FROM RICKIE LEE JONES:
In 2022, singer-songwriter Rickie Lee Jones put pen to paper in her book “Last Chance Texaco.” She recounted the hard-scrapple upbringing of her mother, and herself, and its long-term affects:
Childhood traumas leave their dirty footprints in the fresh white snow of our happy-ever-afters. No matter what my mom did--or her brothers, for that matter--she found traces of her past obstructing her future. She built a better life but didn't escape her past. Orphanage children received clothes and schooling, but not love and affection. They had food where others in the Depression did not, but even this privilege came at great cost, for it could be withheld on the whim of an employee. In this torment, my mother learned not only to hold onto the things she loved because then no could take them away from her. Our violent past will also find our children. It echoes. Recovering takes generations.
FROM TWYLA THARP:
In 1992, dance legend Twyla Tharp set down her life story in a book titled “Push Comes to Shove.” Near the beginning of her career, Tharp posed for a photo with some of the other greatest choreographers on the 20th century (from left): Merce Cunningham, Erick Hawkins, Tharpe, Paul Taylor, Martha Graham, Yvonne Rainer, Erick Hawkins, Jose Limon, and Don Redlich. In the book, she deconstructs the group shot that later appeared the “New York Times”:
The reviews were just the beginning. A picture of “Tank Dive” made the cover of “Dance” magazine in February, and in less than a year four separate head shots appeared in “The New York Times.” The most important of these was a publicity shot—the Ford Foundation was subsidizing a season of modern dance at the Billy Rose Theatre—featuring the pioneers and vanguard of modern dance.

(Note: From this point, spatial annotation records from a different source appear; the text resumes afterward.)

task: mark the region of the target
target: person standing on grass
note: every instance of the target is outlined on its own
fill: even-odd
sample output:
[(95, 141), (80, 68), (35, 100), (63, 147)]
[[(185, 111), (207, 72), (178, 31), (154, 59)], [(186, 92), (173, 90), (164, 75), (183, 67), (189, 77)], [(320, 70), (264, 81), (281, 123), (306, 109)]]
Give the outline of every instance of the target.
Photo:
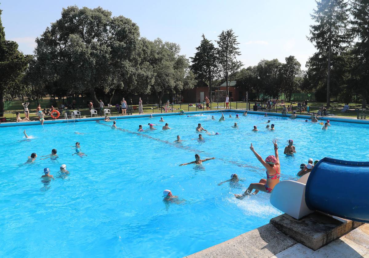
[(122, 107), (122, 115), (127, 114), (127, 102), (124, 100), (123, 98), (120, 102), (120, 104)]
[(103, 114), (103, 109), (104, 109), (104, 102), (103, 102), (102, 100), (100, 100), (99, 103), (100, 104), (100, 112), (101, 112), (101, 114)]
[(209, 99), (207, 98), (207, 97), (205, 97), (205, 102), (206, 102), (206, 110), (210, 110), (210, 107), (209, 107), (209, 104), (210, 103), (210, 100)]
[(225, 108), (229, 108), (229, 106), (228, 105), (228, 102), (230, 102), (230, 98), (228, 97), (228, 95), (225, 95)]
[(28, 106), (30, 105), (29, 102), (25, 102), (24, 103), (22, 103), (22, 105), (23, 106), (23, 108), (24, 109), (24, 115), (25, 117), (30, 119), (30, 110), (28, 109)]
[(141, 97), (138, 98), (138, 114), (144, 114), (144, 109), (142, 107), (142, 100), (141, 100)]

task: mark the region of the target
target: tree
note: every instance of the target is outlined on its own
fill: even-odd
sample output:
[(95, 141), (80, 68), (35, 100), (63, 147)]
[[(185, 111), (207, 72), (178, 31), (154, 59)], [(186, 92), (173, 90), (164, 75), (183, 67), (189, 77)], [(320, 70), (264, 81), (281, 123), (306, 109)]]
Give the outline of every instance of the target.
[[(326, 74), (327, 105), (330, 105), (331, 69), (350, 37), (347, 33), (348, 4), (344, 0), (316, 1), (311, 17), (316, 24), (310, 26), (310, 36), (317, 51), (310, 59), (310, 66)], [(320, 80), (323, 78), (320, 78)]]
[[(100, 7), (63, 8), (61, 18), (36, 39), (34, 84), (50, 86), (50, 94), (61, 88), (88, 93), (97, 102), (97, 90), (111, 96), (116, 88), (152, 83), (153, 74), (146, 72), (138, 53), (138, 26), (123, 16), (111, 16)], [(146, 90), (151, 86), (145, 86)]]
[(190, 67), (196, 80), (208, 83), (209, 99), (212, 101), (213, 83), (219, 75), (217, 49), (203, 34), (202, 37), (200, 45), (196, 48), (194, 56), (190, 57), (192, 63)]
[[(4, 100), (7, 96), (18, 97), (24, 89), (22, 79), (27, 68), (30, 56), (18, 50), (16, 42), (5, 39), (0, 10), (0, 115), (4, 113)], [(20, 87), (21, 86), (22, 87)]]
[(221, 71), (225, 79), (227, 94), (228, 95), (228, 76), (239, 70), (242, 66), (242, 63), (236, 59), (237, 56), (241, 55), (238, 51), (239, 48), (237, 47), (239, 44), (237, 41), (238, 36), (235, 35), (232, 29), (228, 29), (222, 31), (218, 36), (219, 40), (217, 41), (218, 59)]
[(350, 9), (352, 25), (351, 32), (356, 40), (352, 54), (352, 82), (358, 93), (362, 97), (363, 108), (366, 107), (369, 94), (369, 2), (367, 0), (352, 0)]

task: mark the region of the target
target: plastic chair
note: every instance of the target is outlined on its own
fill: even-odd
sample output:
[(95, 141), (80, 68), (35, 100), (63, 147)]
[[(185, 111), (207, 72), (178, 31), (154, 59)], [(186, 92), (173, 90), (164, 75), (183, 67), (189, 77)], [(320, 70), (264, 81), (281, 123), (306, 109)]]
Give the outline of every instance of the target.
[(79, 110), (75, 110), (73, 111), (73, 114), (75, 118), (79, 117), (81, 118), (81, 112)]
[(97, 116), (97, 111), (94, 109), (92, 109), (90, 111), (90, 112), (91, 112), (91, 117), (95, 116)]
[(110, 110), (108, 108), (106, 108), (104, 109), (104, 114), (106, 116), (110, 116)]

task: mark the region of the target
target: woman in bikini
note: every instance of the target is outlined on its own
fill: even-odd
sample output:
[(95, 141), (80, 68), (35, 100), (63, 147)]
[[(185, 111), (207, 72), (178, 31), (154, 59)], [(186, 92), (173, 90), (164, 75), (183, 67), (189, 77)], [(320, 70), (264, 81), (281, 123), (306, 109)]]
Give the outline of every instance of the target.
[(243, 194), (235, 194), (234, 196), (239, 199), (242, 199), (246, 195), (251, 194), (253, 190), (255, 191), (252, 193), (256, 194), (259, 191), (270, 193), (273, 191), (274, 186), (279, 182), (280, 177), (280, 164), (279, 158), (278, 155), (278, 146), (277, 141), (273, 142), (274, 144), (274, 151), (275, 156), (270, 155), (266, 157), (264, 161), (263, 158), (254, 150), (252, 144), (250, 146), (250, 149), (254, 153), (255, 157), (260, 163), (266, 169), (266, 179), (262, 178), (259, 183), (253, 183), (250, 184), (250, 186), (245, 191)]

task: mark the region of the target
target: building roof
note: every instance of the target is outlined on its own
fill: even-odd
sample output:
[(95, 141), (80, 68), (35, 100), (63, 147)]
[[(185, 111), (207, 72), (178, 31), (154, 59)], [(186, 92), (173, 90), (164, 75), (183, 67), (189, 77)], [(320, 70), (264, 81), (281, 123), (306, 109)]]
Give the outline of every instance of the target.
[[(225, 86), (227, 86), (227, 84), (225, 83), (226, 83), (226, 82), (225, 82), (225, 81), (220, 86), (220, 87), (225, 87)], [(237, 82), (236, 81), (228, 81), (228, 86), (230, 86), (232, 87), (234, 87), (234, 86), (236, 86), (236, 83), (237, 83)]]

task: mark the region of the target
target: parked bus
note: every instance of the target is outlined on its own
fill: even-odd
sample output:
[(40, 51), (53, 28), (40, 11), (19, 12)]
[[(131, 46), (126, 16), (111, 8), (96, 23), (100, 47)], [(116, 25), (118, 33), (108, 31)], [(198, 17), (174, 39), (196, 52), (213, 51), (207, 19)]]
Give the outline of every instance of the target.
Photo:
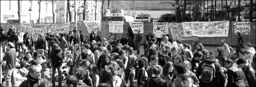
[[(188, 19), (188, 14), (185, 14), (185, 20), (187, 21), (188, 21), (187, 20)], [(182, 16), (181, 16), (181, 18), (182, 18)], [(176, 22), (176, 14), (163, 14), (160, 16), (160, 17), (159, 17), (156, 22)]]
[[(143, 14), (142, 13), (142, 14), (135, 15), (134, 16), (134, 22), (152, 22), (150, 20), (151, 17), (150, 14)], [(153, 19), (153, 17), (152, 18)]]

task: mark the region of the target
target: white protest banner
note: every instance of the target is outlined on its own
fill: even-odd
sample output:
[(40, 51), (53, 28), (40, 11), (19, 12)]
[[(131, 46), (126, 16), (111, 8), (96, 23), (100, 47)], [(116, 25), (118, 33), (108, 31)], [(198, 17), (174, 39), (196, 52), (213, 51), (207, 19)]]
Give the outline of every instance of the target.
[(85, 25), (87, 32), (91, 33), (92, 31), (94, 33), (100, 31), (101, 27), (101, 24), (99, 21), (83, 21)]
[(185, 37), (228, 37), (228, 21), (182, 22)]
[(45, 25), (30, 23), (21, 23), (21, 32), (31, 33), (47, 33), (50, 31), (60, 33), (68, 33), (70, 31), (70, 23), (63, 24)]
[(143, 22), (129, 22), (130, 24), (130, 26), (132, 28), (132, 30), (133, 32), (133, 33), (137, 33), (137, 31), (140, 30), (140, 33), (144, 33), (144, 23)]
[(241, 35), (251, 34), (250, 22), (232, 22), (233, 35), (237, 35), (240, 32)]
[(174, 40), (198, 40), (198, 37), (197, 36), (185, 37), (181, 23), (169, 23), (168, 26)]
[(123, 33), (123, 21), (109, 21), (108, 22), (109, 32)]
[(162, 32), (162, 34), (169, 34), (168, 29), (168, 22), (153, 22), (153, 34), (156, 33), (157, 28), (160, 28), (160, 31)]

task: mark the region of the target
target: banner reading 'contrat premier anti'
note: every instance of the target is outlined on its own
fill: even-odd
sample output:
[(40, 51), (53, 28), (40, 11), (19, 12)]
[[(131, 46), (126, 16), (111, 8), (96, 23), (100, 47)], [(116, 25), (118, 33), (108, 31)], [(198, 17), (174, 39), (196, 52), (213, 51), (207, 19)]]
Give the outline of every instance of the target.
[(228, 37), (229, 22), (228, 21), (182, 22), (185, 37)]
[(181, 23), (169, 23), (168, 26), (172, 38), (174, 40), (198, 40), (198, 37), (197, 36), (185, 37)]
[(153, 34), (156, 33), (156, 31), (159, 28), (160, 31), (162, 32), (162, 34), (169, 34), (169, 29), (168, 29), (168, 22), (153, 22)]
[(91, 33), (93, 31), (94, 33), (100, 31), (101, 28), (101, 24), (99, 21), (83, 21), (85, 25), (87, 32)]
[(109, 32), (123, 33), (124, 22), (109, 21), (108, 22)]
[(232, 22), (233, 35), (237, 35), (240, 32), (241, 35), (251, 34), (250, 22)]
[(138, 33), (137, 31), (140, 31), (140, 33), (144, 33), (144, 29), (143, 29), (143, 27), (144, 26), (144, 23), (143, 22), (129, 22), (129, 24), (130, 25), (130, 26), (132, 28), (132, 32), (133, 33)]
[(68, 33), (70, 31), (70, 23), (49, 25), (31, 23), (21, 23), (21, 32), (47, 33), (48, 31), (57, 31), (58, 33)]

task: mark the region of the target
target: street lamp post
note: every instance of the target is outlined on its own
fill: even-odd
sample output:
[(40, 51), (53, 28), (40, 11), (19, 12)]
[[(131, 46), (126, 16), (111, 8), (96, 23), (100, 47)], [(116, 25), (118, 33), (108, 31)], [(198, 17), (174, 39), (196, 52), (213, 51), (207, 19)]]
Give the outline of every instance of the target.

Graham, rightfully, sits in the center; everyone in the photo but Jose Limon had either performed or studied with her. She looks intensely forbidding and deeply saddened, as though on the verge of tears. To her right stands a wry, distinctly cryptic Merce. Then Paul, a small relaxation at the corner of his mouth, attempting a smile but only managing to curl his cheeks upwards as though he were already enduring his painful, future isolation; behind, Erick Hawkins, who looks too scholarly and decent to survive this brutal world. Next to Martha is Limon, his face already showing the extreme suffering from the cancer that would kill him a few years later; Yvonne Rainer, dressed casually, with makeup—a foolish merger of publicity, life and art, I always thought; and finally me, scowling into the camera with what I hoped was a perfect deadpan public persona. We all look dug in, tenacious, fiercely determined. None of us looks the least bit pleased, honored, or relieved but rather deeply suspicious of the world, one another, and what would come from all this.